2: Not knowing what you’re getting into:
While making an investment, not doing your due diligence regarding the investment and its suitability with your portfolio might just make things complicated. You would have to follow up on your investments at some point and you wouldn’t know what to expect. Instead, investing in products that you understand and find suitable would make things a lot easier. Also, buying investments due to the fear of missing out on riding the gains can potentially sink your hard-earned money. Remember the tech uprising? Some tech companies made it, and some dropped dead. If you would’ve invested in ‘My Space’ just because you didn’t want to miss out on the massive gains of the tech industry in the early 2000s, your money was as good as gone, but if you would’ve invested in google, you’d probably be a millionaire right now. Both of them were rapidly tech companies, but one of them just ended up horribly. So, don’t let your fear of missing out drain your wallet, instead do proper research and invest in what you understand and are confident about.

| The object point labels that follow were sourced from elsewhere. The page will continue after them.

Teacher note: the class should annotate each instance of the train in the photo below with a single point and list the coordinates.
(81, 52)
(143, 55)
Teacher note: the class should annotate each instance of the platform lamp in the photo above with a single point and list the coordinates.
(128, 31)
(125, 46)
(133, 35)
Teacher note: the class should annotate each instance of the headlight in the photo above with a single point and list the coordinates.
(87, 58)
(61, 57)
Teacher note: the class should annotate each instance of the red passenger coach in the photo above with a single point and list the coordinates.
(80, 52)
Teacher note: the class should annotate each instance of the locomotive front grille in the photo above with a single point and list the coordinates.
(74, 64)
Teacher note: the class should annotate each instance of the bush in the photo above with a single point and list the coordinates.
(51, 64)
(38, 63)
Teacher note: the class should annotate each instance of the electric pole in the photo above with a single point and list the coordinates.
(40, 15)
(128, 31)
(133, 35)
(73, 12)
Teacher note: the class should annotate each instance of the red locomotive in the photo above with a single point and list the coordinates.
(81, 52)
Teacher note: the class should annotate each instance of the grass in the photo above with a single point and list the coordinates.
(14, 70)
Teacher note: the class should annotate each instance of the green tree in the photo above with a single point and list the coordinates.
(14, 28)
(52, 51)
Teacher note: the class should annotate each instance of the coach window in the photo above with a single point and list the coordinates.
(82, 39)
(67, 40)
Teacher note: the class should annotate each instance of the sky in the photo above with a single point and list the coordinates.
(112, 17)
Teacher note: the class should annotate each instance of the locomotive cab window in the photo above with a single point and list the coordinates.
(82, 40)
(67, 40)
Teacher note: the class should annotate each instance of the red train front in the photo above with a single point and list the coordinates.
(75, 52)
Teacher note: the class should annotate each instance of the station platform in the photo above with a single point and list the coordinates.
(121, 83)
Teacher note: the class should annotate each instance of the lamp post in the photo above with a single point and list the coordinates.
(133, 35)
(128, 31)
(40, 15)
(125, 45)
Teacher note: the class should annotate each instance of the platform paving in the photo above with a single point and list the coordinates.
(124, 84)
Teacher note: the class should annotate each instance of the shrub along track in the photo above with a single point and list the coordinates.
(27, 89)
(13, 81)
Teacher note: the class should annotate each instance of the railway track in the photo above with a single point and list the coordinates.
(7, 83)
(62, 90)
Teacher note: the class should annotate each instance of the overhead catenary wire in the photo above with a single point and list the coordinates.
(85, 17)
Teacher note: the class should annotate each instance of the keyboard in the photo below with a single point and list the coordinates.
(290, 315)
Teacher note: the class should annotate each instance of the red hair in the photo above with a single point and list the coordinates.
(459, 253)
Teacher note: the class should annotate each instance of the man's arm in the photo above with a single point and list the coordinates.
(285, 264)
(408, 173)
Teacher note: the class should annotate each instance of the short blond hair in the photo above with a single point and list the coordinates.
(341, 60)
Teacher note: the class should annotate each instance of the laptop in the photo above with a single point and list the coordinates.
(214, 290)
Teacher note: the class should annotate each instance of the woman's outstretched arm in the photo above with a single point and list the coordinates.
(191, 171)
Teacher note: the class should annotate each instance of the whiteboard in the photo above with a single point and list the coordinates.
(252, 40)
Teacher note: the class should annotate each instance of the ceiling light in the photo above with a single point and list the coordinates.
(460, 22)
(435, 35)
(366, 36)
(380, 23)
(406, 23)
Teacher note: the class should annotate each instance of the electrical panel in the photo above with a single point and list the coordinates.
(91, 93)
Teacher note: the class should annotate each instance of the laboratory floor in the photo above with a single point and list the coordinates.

3: Fatigue of decision making:
Doing copious amounts of research every time you get into some money and want to invest it somewhere is dreadful and ultimately ends up making investing in financial products much more complicated than it needs to be. An easy solution to this is investing in products like mutual funds which require regular payments, while keeping your portfolio simple and devoid of confusion.
We as investors end up making our investments complicated without even realising it. Don’t be overwhelmed by the variety of investment opportunities available just a click away, always make sure that you understand what you are investing in and remember, a minimalistic and simple portfolio will take you a long, hassle-free way.